The government has also identified agriculture and energy as key sectors needing reform.

“In developing our economy, we are putting the main emphasis on agriculture because we are an agrarian country,” said Harutyunian. Spending on agriculture is set to increase by 28 per cent this year.

There are plans to build two new hydroelectric power plants in the Martakert region in 2008 to make Karabakh more self-sufficient in energy.

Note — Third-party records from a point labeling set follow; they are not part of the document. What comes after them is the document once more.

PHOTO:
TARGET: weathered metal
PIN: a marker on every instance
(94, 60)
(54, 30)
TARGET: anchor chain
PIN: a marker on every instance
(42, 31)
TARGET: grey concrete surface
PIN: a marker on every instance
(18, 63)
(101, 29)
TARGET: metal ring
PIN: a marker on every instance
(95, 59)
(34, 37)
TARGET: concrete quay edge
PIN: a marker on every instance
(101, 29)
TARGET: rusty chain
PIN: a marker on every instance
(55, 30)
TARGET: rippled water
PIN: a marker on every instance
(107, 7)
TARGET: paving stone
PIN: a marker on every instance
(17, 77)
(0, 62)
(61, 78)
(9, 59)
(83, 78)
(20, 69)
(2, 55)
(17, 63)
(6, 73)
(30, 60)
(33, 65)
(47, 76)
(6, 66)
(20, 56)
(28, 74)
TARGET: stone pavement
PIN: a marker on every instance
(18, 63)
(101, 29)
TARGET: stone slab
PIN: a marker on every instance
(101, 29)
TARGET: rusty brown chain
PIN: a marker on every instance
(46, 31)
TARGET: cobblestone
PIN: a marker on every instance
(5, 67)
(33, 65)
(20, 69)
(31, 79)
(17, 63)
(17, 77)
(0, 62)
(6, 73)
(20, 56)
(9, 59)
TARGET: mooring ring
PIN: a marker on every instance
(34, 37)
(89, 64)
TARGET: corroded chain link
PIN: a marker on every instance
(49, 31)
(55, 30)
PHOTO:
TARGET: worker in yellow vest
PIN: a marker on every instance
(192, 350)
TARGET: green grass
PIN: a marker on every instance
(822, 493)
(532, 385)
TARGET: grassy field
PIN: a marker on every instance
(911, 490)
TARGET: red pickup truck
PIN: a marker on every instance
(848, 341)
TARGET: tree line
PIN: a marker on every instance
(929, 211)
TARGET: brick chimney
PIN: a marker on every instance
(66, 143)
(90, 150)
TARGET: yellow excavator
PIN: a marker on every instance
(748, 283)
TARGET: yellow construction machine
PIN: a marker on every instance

Other programmes include building a children’s hospital and regional hospitals to improve the health system and investing in a new housing construction programme for Karabakh’s villages.

For the first time, mortgages will also be available in 2008, enabling people to buy houses at interest rates of no more than six per cent.

There are plans to invest in the town of Shushi (known to Azerbaijanis as Shusha) to attract tourism and possibly moving government agencies there.

The prime minister is hoping to boost the economy by establishing an anti-monopoly commission whose job is to stimulate competition and protect the rights of suppliers and consumers.

“We are anticipating fines for any violations of the economic competition rules,” said Vache Adamian, head of the commission. “For example, for abusing a privileged position or receiving state assistance contrary to the law, there will be a fine of two per cent of one’s income from the previous year.”

It is too early to say which, if any, of the many promises made by the government will prove successful in 2008, but the new government seems to be enjoying public support at the moment, and Harutyunian is personally a popular figure.

Mikhail Sarkisian, a refugee from Baku who now lives in the village of Haikavan, said the prime minister came with a good reputation from when he was a member of parliament.

“On the scale of a whole state it’s hard to please everyone, but I hope that he carries out his duties with honour,” said Sarkisian.

Ashot Beglarian is a freelance journalist in Nagorny Karabakh. The terminology used in this article was chosen by IWPR, not the author.